Der journalistische Blick auf die Länder der Teilnehmerinnen: Miniaturen aus Medien, Politik und dem Alltag der Journalisten. Die Teilnehmer realisieren im Rahmen des Seminars ein Online-Produkt, in dem sie von ihren Erfahrungen berichten und ihre Erkenntnisse aufarbeiten.
Journalistische Weiterbildung seit 2001
Bereits zum 24. Mal bietet das Mittel- und Osteuropäische Journalistenseminar ein umfangreiches und vielfältiges Informations- und Besuchsprogramm mit Diskussionsrunden, Vorträgen und Redaktionsführungen.
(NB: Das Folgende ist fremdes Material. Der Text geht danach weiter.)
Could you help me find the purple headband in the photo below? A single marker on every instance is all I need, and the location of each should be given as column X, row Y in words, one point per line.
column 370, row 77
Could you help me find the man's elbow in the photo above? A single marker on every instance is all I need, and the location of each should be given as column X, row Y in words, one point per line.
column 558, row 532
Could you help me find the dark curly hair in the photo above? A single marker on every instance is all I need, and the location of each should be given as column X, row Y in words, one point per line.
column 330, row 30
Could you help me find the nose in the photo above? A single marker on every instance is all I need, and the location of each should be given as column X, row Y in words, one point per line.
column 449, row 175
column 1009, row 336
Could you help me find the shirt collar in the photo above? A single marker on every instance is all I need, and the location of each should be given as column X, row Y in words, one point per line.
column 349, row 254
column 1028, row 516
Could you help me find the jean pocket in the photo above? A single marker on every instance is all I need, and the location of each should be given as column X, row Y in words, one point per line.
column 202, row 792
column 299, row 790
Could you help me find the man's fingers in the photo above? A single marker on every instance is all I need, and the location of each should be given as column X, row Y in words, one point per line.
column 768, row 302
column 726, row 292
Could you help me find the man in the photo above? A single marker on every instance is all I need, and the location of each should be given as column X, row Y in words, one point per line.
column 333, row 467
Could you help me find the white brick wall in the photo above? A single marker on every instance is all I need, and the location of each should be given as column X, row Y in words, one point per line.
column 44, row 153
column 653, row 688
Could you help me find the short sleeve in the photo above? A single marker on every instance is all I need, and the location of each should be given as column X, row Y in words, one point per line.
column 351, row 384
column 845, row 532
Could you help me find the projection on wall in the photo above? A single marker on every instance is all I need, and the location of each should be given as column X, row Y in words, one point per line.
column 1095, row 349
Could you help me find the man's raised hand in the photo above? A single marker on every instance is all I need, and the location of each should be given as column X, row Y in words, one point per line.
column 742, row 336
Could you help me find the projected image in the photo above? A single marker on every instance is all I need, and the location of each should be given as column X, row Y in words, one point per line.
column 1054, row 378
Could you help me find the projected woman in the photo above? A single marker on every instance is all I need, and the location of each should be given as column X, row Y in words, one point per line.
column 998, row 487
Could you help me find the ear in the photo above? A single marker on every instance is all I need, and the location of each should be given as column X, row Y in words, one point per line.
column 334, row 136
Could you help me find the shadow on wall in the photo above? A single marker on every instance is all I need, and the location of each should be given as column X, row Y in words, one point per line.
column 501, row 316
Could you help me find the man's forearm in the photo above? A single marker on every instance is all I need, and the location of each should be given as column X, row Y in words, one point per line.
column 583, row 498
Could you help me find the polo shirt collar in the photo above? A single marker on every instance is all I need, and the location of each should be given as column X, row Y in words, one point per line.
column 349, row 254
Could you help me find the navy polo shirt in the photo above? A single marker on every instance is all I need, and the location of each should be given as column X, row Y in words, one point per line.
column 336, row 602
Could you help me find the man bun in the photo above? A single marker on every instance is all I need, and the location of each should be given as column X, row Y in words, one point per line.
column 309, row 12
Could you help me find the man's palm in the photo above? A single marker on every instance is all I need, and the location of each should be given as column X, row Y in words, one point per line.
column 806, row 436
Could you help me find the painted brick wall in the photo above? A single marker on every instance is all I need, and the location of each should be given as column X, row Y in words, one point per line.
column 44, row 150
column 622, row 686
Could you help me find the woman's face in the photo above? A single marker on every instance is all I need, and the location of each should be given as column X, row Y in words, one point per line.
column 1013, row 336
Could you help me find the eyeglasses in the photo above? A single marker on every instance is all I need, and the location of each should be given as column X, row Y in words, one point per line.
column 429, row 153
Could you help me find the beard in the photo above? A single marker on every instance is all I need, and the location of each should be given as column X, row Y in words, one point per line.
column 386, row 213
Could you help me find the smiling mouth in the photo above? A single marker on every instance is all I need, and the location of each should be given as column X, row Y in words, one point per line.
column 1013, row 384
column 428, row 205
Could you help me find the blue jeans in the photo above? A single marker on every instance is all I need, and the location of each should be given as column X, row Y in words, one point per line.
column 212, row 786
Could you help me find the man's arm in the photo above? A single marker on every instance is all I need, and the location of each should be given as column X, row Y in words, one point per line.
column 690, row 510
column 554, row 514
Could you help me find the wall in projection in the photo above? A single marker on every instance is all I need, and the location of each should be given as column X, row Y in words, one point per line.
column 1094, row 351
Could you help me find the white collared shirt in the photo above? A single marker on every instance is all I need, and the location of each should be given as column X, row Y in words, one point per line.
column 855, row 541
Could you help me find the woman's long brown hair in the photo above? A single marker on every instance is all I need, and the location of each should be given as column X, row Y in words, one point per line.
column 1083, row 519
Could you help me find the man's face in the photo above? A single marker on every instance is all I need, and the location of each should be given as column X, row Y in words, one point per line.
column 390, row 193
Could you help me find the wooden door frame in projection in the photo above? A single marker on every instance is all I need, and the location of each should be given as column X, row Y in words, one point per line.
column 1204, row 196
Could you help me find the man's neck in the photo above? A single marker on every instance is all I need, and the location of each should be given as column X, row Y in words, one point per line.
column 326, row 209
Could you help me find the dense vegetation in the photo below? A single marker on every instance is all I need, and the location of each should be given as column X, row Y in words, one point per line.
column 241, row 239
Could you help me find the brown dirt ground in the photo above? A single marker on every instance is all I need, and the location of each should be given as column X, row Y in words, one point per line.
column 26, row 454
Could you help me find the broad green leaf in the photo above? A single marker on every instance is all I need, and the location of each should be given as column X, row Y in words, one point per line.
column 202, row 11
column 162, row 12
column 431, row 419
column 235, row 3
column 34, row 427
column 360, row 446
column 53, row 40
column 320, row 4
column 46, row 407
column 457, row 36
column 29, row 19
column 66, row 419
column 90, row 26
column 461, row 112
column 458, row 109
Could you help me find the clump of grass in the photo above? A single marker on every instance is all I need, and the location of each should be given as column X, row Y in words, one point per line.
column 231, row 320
Bisher nahmen fast 300 Journalistinnen aus 24 Ländern am Seminar teil. Heute bilden die ehemaligen Teilnehmer ein weit verzweigtes Netzwerk über viele Länder- und Systemgrenzen Mittel- und Osteuropas hinweg.
Programm und Themen
Wesentliche Eckpunkte des 11-tägigen Programms sind Besuche und Diskussionsrunden bei öffentlich-rechtlichen und privaten Medieninstitutionen. Vertreter aus Medien, Politik, Wirtschaft und Kultur erläutern die Bedingungen am Medienstandort Sachsen genauso wie das duale Mediensystem der Bundesrepublik Deutschland. Die Teilnehmerinnen und Teilnehmer des Seminars erhalten Einblicke in die Arbeits- und Funktionsweisen aller relevanten Mediengattungen.
Themen
Mediensysteme
Einen Schwerpunkt der Seminararbeiten bilden die Mediensysteme der Herkunftsländer der Teilnehmer. Die Daten zu den jeweiligen Medien und ihren Strukturen werden jährlich aktualisiert und vervollständigt.
Netzwerk
Das Seminar soll die Entwicklung eines Netzwerkes fördern. Fast 300 Journalistinnen und Journalisten haben bereits am Seminar teilgenommen. Das Online-Angebot und die Verknüpfung über Soziale Medien bietet die Möglichkeit für weitere Diskussionen über das Seminar hinaus.
Themenschwerpunkt 2026
Verdachtsjournalismus
Ein Eckpfeiler des Grundrechts auf Pressefreiheit
Verantwortungsvoll mit Freiheiten umzugehen, das gebietet das Presseprivileg in allen freiheitlichen Gesellschaften. Die Verführung, diese Freiheiten über Gebühren zu strapazieren ist groß. Nach den Grundsetzen der EU können Medien sowohl Kulturgut als auch Wirtschaftsgut sein. Das kann dazu führen, dass durch Skandalisierungen der Wirtschaftlichkeit Vorrang eingeräumt wird – vor der sorgfältigen Recherche. Für die Nutzer ist das häufig nicht erkennbar. Besonders schwierig wird das Erkennen der Absichten hinter den Veröffentlichungen, wenn Quellen nicht offengelegt werden. Vermeintlich Spannendes entsteht nicht aus einem Verdachtsmoment, sondern ganz anderen Motiven heraus. Der Aufgabe solchen Fakes auf die Spur zu kommen, widmen sich neben seriösen Medien unter anderem auch NGOS. Gegenüber den Fake News-Findern gibt es häufig Misstrauen, denn ihnen werden eigene Interessen zugeschrieben. In der Folge kommt es nicht selten zu schädigenden Shitstorms.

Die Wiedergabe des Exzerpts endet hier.